How to deal with/silence this strict concurrency warning?

davidbaraff · April 18, 2024, 2:19pm

// in my library code:
extension Util {
    static public var enableRemoteDebugging = false

    static public func remoteDebug(msg: String) {
        guard enableRemoteDebugging else { return }
        ...
    }
}

// In my main program, in some code that runs very early in the program's life cycle:
     Util.enableRemoteDebugging = true

Ok, I'm going to get warnings about mutating and accessing global state, obviously it's unsafe.

In actual practice, the state will only be mutated from its default at most once, early in the program's lifetime before I would have started tasks.
Is there any way to formalize (1) given our current language constructs so that it's not just "trust me, it'll be ok, I won't do bad things."
If the answer to 2 is "nope", what's the easiest way to tell the compiler not to warn me? I don't want to isolate this to an actor or lock, because I do want to allow remoteDebug() to be called from any Task and why pay the price for forcing a hop to some particular actor or grabbing a lock, simply to satisfy the compiler?

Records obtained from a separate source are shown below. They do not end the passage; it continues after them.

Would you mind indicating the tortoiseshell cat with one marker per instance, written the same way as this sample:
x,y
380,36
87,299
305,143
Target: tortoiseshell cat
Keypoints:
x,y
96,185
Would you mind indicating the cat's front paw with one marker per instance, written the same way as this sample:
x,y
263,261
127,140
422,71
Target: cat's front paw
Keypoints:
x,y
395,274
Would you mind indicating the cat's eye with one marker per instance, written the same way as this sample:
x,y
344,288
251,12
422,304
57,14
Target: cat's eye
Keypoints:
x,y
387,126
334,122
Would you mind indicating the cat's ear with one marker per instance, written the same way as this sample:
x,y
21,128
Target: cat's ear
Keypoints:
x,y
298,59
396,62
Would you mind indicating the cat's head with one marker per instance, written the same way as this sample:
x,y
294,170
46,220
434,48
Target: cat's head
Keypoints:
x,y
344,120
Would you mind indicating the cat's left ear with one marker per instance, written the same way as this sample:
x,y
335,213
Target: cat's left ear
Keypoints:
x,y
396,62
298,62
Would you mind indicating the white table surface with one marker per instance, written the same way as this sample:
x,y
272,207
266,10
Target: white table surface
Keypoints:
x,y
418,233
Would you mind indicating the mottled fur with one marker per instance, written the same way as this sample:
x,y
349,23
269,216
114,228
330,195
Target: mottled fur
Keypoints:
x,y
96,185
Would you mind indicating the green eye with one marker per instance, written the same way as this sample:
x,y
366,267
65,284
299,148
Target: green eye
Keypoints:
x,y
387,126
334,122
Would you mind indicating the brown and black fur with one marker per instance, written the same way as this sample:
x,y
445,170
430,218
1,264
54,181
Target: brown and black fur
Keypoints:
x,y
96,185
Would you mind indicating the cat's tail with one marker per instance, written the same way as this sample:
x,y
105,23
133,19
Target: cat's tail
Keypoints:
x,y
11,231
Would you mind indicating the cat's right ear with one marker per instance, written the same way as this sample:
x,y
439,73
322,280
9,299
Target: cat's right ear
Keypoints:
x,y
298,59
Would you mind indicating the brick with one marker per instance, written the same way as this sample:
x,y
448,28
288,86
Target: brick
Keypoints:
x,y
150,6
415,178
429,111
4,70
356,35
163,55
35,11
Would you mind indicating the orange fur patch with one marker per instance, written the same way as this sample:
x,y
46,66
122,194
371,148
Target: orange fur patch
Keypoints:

johnfairh · April 18, 2024, 2:25pm

nonisolated(unsafe) - this article is a decent overview of the issue

(edit: re-reading your Q2 above maybe you already know this and are asking for something safer; leaving this post anyway)

nkbelov · April 18, 2024, 3:09pm

You probably want ~~something like Rust's sync::Once container (maybe there's a library that implements an analogue for Swift)~~ (edit: this is precisely the behaviour of static let), or, if your value is Sendable, a generally viable solution that avoids actor hops, locks etc., while also allowing you to mutate the variable more than once is using atomics — particularly atomically swapping pointers to boxed values.

Very strictly speaking, the problem with such code is not only in ensuring that you're mutating the value once (this really shouldn't be an issue especially in the case that your value is a Bool), but that there's, in the general case, no way to ensure that the code which depends on this "happens-before" relationship actually observes your flag being set before it runs.

Joe_Groff · April 18, 2024, 3:10pm

I can't think of a good way to model this situation in the general case, aside from using nonisolated(unsafe), though you could at least use access control to the setter to limit where the mutation occurs like

static public private(set) nonisolated(unsafe) var enableRemoteDebugging = false

so that only code in the same declaration has write access to the variable.

If the initialization is simple enough, and doesn't have time constraints on when or what context it can occur in, you could take advantage of lazy one-initialization of the global and move the initialization into the global directly:

static public nonisolated let enableRemoteDebugging = isRemoteDebuggingEnabled()

which will ensure that the value is only computed once and that the variable is otherwise immutable.

davidbaraff · April 18, 2024, 3:45pm

Thanks for your suggestions, and the general education on nonisolated(unsafe).

I realized that it can be made entirely safe, without needing to lock in remoteDebug() (which is is likely to be called a lot), by the following pattern:

extension RemoteDebugging {
    static private var enabledDefaultValue = false
    static private var enabledDefaultValueRead = false
    
    static private let enableDebugging = readEnabledDefaultValue()
    
    static public func remoteDebug(msg: String) {
        guard enableDebugging else { return }       // no lock needed here!
        /* code */
    }
    
    // Documentation: Call this function early in your program's life cycle.
    // If it returns false, it has no effect because someone issued a call
    // to remoteDebug() prior to your calling this function.
    static public func enableRemoteDebugging() -> Bool {
        return withSomeLock {
            guard !enabledDefaultValueRead else {
                print("*** DIRE WARNING: YOU CALLED THIS TOO LATE AND IT HAS NO EFFECT NOW!!! ***")
                return false
            }
            enabledDefaultValue = true
            return true
        }
    }

    static private func readEnabledDefaultValue() -> Bool {
        return withSomeLock {
            enabledDefaultValueRead = true
            return enabledDefaultValue
        }
    }
}

While this is silly in the case of remote debugging (it's not so bad to take a lock for each call, given how much code will likely execute), a better example might be some bounds-checking logic, where you cannot afford a lock and just want to look at a global variable. If we ensure that the call to access the default and the call to set the default are locked, and we make use of lazy initialization, we do indeed get a guarantee of lock protection around the mutation, and no lock at runtime when we call our routine a lot.

Edit: um, well, if global initialization is lazy, does that mean that the function remoteDebug() has a lock in it anyway that I can't see?

Joe_Groff · April 18, 2024, 4:01pm

In a sense, though it's one heavily optimized for the one-time initialization use case. It uses dispatch_once under the hood, which does shenanigans to ensure that synchronization only occurs in the case where the initialization hasn't happened yet; once the initialization has completed, the check is just a non-atomic load and comparison against zero before accessing the value.

For a single boolean flag, it might still ultimately be more efficient to use an Atomic<Bool> global once that type is accepted and shipped in a release of the Swift runtime.